In fact, what emerged was a pattern in which emotional, confused, and frightened women turned to impersonal specialized abortion clinics staffed by marginally competent doctors whose full-time medical chore day by day is the termination of pregnancy. This fundamental corruption of the doctor-patient relationship, observes Gushee, is repeating itself with the Oregon PAS experiment. Both of the two known PAS victims in Oregon were refused PAS by their own physicians, only to receive referrals to death doctors from the Oregon branches of Compassion in Dying and the Hemlock Society. One can imagine a new industry of such physicians if PAS goes national, says Gushee, just like with abortion providers.

Likewise, advocates of full legalization of abortion assumed that this option would be selected by a small number of women under specialized circumstances.

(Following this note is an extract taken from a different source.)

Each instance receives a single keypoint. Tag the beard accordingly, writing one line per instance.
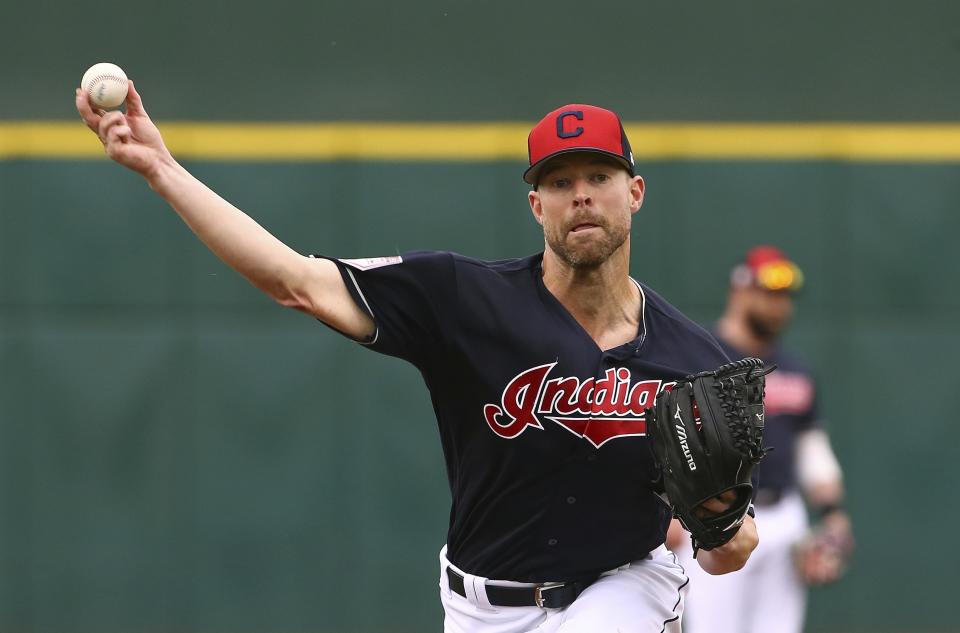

Abortion would be "safe, legal, and rare." This assumption parallels that of PAS advocates who intend to restrict that procedure to "the last six months of life" for certifiably terminally ill patients.

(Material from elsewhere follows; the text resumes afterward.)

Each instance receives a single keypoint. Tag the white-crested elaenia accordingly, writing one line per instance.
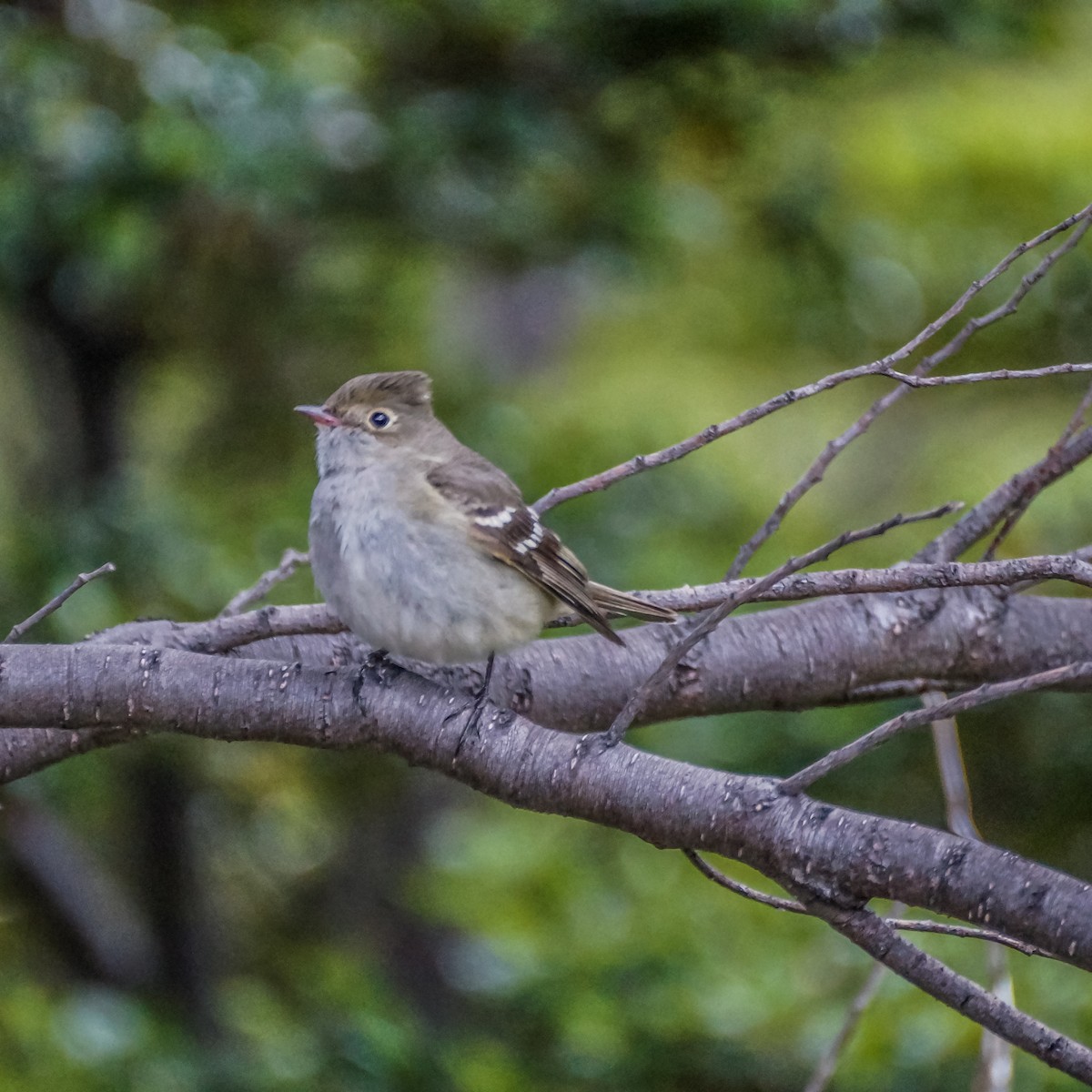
(426, 550)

However, it is fully to be expected that just as abortion came to be the option of first rather than last resort for so many, so will PAS grow into a widely used procedure that far exceeds its originally envisioned boundaries, especially given the nebulous definitions of those boundaries.

PAS advocates are concerned to protect patient autonomy and noncoercion. Interestingly enough, Gushee notes, so were advocates of abortion; indeed, autonomy, noncoercion, and self-determination are the watchwords of the pro-choice movement. But such autonomy for women facing crisis pregnancies has turned out to be quite elusive. Many women end up at abortion clinics due to pressure from their fathers, husbands, boyfriends, and sexual partners. Just so, we can fully expect that patient autonomy in the area of assisted-suicide will erode under psychological, financial, and social pressures.

Fortunately, PAS has not won universal support. Dr. Meier's reversal is a hopeful sign. Perhaps we have learned a few things in the 25 years between Roe v. Wade and the Oregon PAS experiment.